On a personal level he remembers two past encounters. In 1993 when Clare were outsiders, Sparrow took flight.

Coming on as an injury replacement in the fourth minutes for Alan Neville he scored 1-5 from play. He believes the match had broader significance.

“If you go through the mid-1990s we contested four All-Ireland finals and Limerick were unlucky not to win one. In 1993 we kind of came out of the pack and when they came to Ennis we had a very good day and got plenty of goals. That kind of got us off the mark and indicated for the first time that there was some potential there.”

They were well beaten in the Munster final by Tipperary but the following year Loughnane got involved as a selector with Len Gaynor and the countdown to an All-Ireland had begun.

Extraordinary occasion In the last year of the sudden death hurling championship, Clare lost their All-Ireland at the first hurdle in a still-remembered match on a blazing Bloomsday 1996 in the Gaelic Grounds, as Limerick burned off a three-point deficit in a few minutes at the end, culminating in Ciarán Carey’s celebrated winning point. O’Loughlin says that he can now appreciate having been part of an extraordinary occasion rather than try to forget the day an All-Ireland was lost.

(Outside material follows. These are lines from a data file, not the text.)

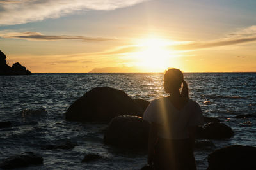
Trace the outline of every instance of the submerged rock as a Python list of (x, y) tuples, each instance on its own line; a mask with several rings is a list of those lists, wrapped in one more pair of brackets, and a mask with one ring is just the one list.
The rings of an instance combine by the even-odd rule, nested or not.
[(104, 122), (123, 115), (143, 115), (142, 108), (124, 92), (108, 87), (92, 89), (73, 103), (66, 120)]
[(90, 161), (96, 160), (100, 159), (104, 159), (101, 155), (95, 153), (89, 153), (84, 156), (84, 159), (82, 160), (81, 162), (88, 162)]
[(220, 120), (215, 117), (204, 117), (204, 122), (205, 123), (220, 122)]
[(10, 121), (0, 122), (0, 128), (11, 127), (12, 124)]
[(33, 152), (28, 152), (4, 159), (0, 164), (0, 167), (3, 169), (24, 167), (31, 164), (41, 164), (43, 162), (42, 157)]
[(232, 129), (223, 123), (214, 122), (206, 124), (204, 127), (197, 127), (196, 138), (223, 139), (234, 136)]
[(256, 117), (256, 115), (253, 115), (253, 114), (243, 114), (243, 115), (236, 115), (233, 117), (237, 118), (252, 118), (252, 117)]
[(69, 140), (67, 140), (64, 143), (57, 145), (49, 144), (42, 147), (44, 150), (71, 150), (76, 146), (78, 146), (76, 143), (72, 143)]
[(24, 109), (20, 111), (20, 115), (22, 117), (26, 117), (29, 116), (42, 116), (45, 115), (47, 113), (47, 111), (45, 109), (38, 109), (38, 110), (27, 110)]
[(207, 141), (196, 141), (195, 143), (195, 148), (216, 148), (216, 146), (212, 141), (207, 140)]
[(256, 147), (232, 145), (208, 155), (207, 170), (256, 169)]
[(204, 129), (201, 126), (196, 127), (196, 138), (205, 138)]
[(211, 122), (204, 127), (204, 135), (207, 139), (221, 139), (234, 136), (232, 129), (223, 123)]
[(149, 123), (141, 117), (118, 116), (110, 122), (104, 142), (125, 148), (147, 148), (149, 127)]
[(134, 99), (133, 100), (136, 101), (141, 106), (141, 108), (143, 110), (143, 111), (145, 111), (146, 108), (148, 106), (149, 104), (150, 103), (149, 101), (141, 99)]

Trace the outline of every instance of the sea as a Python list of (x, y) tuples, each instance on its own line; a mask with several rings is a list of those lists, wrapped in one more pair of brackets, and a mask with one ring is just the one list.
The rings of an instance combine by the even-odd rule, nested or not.
[[(0, 129), (0, 160), (25, 152), (44, 158), (42, 165), (20, 169), (140, 169), (147, 164), (145, 150), (116, 148), (103, 143), (108, 123), (68, 122), (65, 113), (75, 100), (97, 87), (124, 90), (132, 98), (149, 101), (165, 96), (163, 73), (34, 73), (0, 76), (0, 121), (12, 127)], [(216, 148), (231, 145), (256, 146), (256, 73), (185, 73), (189, 97), (205, 117), (216, 117), (235, 135), (212, 140)], [(24, 109), (46, 112), (22, 117)], [(45, 150), (45, 144), (69, 140), (78, 146), (69, 150)], [(206, 169), (214, 148), (195, 150), (198, 169)], [(84, 155), (103, 159), (82, 163)]]

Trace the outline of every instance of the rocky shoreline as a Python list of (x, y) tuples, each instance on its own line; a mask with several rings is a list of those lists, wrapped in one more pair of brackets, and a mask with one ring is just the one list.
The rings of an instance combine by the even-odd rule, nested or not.
[[(102, 141), (104, 144), (117, 148), (141, 148), (147, 152), (149, 123), (145, 121), (142, 117), (148, 104), (148, 101), (132, 99), (124, 92), (113, 88), (97, 87), (75, 101), (67, 110), (65, 118), (67, 121), (108, 124), (108, 128), (104, 131)], [(40, 110), (24, 110), (20, 115), (26, 117), (37, 113), (43, 115), (42, 113), (46, 114)], [(244, 117), (241, 115), (241, 117), (237, 117), (237, 118)], [(198, 127), (197, 131), (195, 148), (210, 147), (215, 150), (207, 157), (208, 170), (256, 169), (256, 163), (253, 160), (256, 158), (255, 147), (230, 145), (216, 150), (211, 139), (221, 141), (228, 139), (236, 134), (230, 127), (216, 118), (205, 117), (204, 119), (205, 124)], [(1, 128), (10, 128), (12, 122), (0, 122), (0, 126)], [(76, 143), (67, 141), (65, 143), (47, 144), (41, 148), (42, 150), (72, 150), (76, 146)], [(20, 157), (20, 155), (15, 157)], [(90, 153), (86, 154), (81, 162), (95, 161), (102, 159), (104, 159), (104, 156)], [(13, 161), (13, 159), (6, 159), (0, 164), (0, 167), (4, 168), (2, 166), (10, 164), (8, 162), (10, 160)], [(23, 161), (22, 159), (18, 160)], [(19, 164), (19, 162), (11, 162)], [(21, 164), (26, 166), (30, 165), (26, 162)]]
[(0, 75), (13, 76), (13, 75), (31, 75), (29, 70), (22, 66), (20, 63), (14, 63), (12, 67), (6, 63), (6, 56), (0, 50)]

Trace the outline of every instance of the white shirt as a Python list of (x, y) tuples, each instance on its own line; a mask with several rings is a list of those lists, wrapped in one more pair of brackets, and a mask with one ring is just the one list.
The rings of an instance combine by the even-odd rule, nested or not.
[(159, 137), (170, 139), (188, 138), (189, 127), (204, 124), (201, 108), (196, 102), (189, 99), (185, 106), (178, 110), (166, 97), (152, 101), (144, 112), (143, 119), (159, 124)]

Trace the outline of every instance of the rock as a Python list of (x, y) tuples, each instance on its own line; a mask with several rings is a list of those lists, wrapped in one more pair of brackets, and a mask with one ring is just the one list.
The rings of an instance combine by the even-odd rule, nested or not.
[(138, 104), (139, 104), (141, 108), (143, 110), (143, 111), (146, 110), (146, 108), (148, 106), (149, 104), (150, 103), (149, 101), (141, 99), (133, 99), (136, 101)]
[(154, 168), (153, 166), (147, 164), (145, 166), (143, 166), (140, 170), (154, 170)]
[(204, 122), (207, 124), (215, 122), (219, 122), (220, 120), (215, 117), (204, 117)]
[(221, 139), (234, 136), (232, 129), (220, 122), (211, 122), (204, 127), (204, 135), (207, 139)]
[(243, 115), (236, 115), (233, 117), (237, 118), (252, 118), (252, 117), (256, 117), (256, 115), (253, 115), (253, 114), (243, 114)]
[(208, 155), (207, 170), (256, 169), (256, 147), (232, 145)]
[(108, 87), (92, 89), (73, 103), (66, 120), (78, 122), (110, 121), (118, 115), (143, 115), (140, 106), (124, 92)]
[(12, 124), (10, 121), (0, 122), (0, 128), (11, 127)]
[(78, 145), (76, 143), (72, 143), (69, 140), (67, 140), (64, 143), (58, 145), (49, 144), (43, 146), (44, 150), (71, 150)]
[(31, 75), (31, 73), (26, 70), (19, 62), (16, 62), (10, 67), (6, 63), (6, 56), (0, 50), (0, 75)]
[(202, 127), (198, 126), (196, 129), (196, 138), (205, 138), (204, 129)]
[(149, 127), (141, 117), (118, 116), (110, 122), (104, 142), (120, 148), (147, 148)]
[(45, 115), (47, 113), (47, 111), (45, 109), (38, 109), (38, 110), (24, 109), (24, 110), (20, 111), (20, 113), (22, 117), (26, 117), (29, 116)]
[(212, 141), (207, 140), (207, 141), (196, 141), (195, 143), (195, 148), (216, 148), (216, 146)]
[(84, 159), (82, 160), (81, 162), (88, 162), (90, 161), (96, 160), (97, 159), (103, 159), (104, 157), (101, 155), (95, 154), (95, 153), (89, 153), (84, 156)]
[(33, 152), (28, 152), (4, 159), (0, 164), (0, 167), (3, 169), (24, 167), (31, 164), (41, 164), (43, 162), (42, 157)]

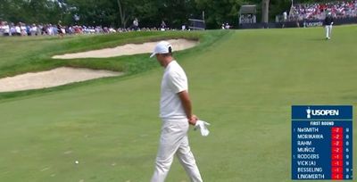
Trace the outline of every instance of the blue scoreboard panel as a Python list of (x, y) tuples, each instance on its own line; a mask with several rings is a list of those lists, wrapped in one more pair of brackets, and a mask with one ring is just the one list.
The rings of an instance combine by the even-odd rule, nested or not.
[(353, 179), (353, 106), (292, 106), (292, 179)]

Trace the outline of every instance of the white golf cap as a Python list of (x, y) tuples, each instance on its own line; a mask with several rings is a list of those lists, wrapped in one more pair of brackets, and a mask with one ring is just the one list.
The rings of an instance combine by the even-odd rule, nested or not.
[(154, 57), (157, 54), (168, 54), (172, 52), (172, 46), (167, 41), (160, 41), (155, 46), (153, 54), (150, 55), (150, 58)]

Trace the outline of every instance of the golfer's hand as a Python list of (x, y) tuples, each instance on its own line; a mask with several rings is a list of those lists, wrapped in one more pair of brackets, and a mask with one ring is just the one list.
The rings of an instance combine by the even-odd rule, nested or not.
[(198, 118), (196, 115), (193, 114), (191, 117), (188, 118), (188, 123), (191, 125), (195, 125), (195, 122), (198, 120)]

“No. You appreciate it a lot more when you look back on it. On the day though it was one we probably gave to Limerick. You can’t say we deserved it – you get what you deserve – but we played better hurling I think on the day and should have put them away. If anything we, both players and management, took our foot off the pedal.

“We fed off each other because when we won the All-Ireland in 1995, they came back at us that year and probably should have won it themselves.”

This year neither of them features in the top four on All-Ireland betting lists but already this year’s championship has lurched and June has just begun.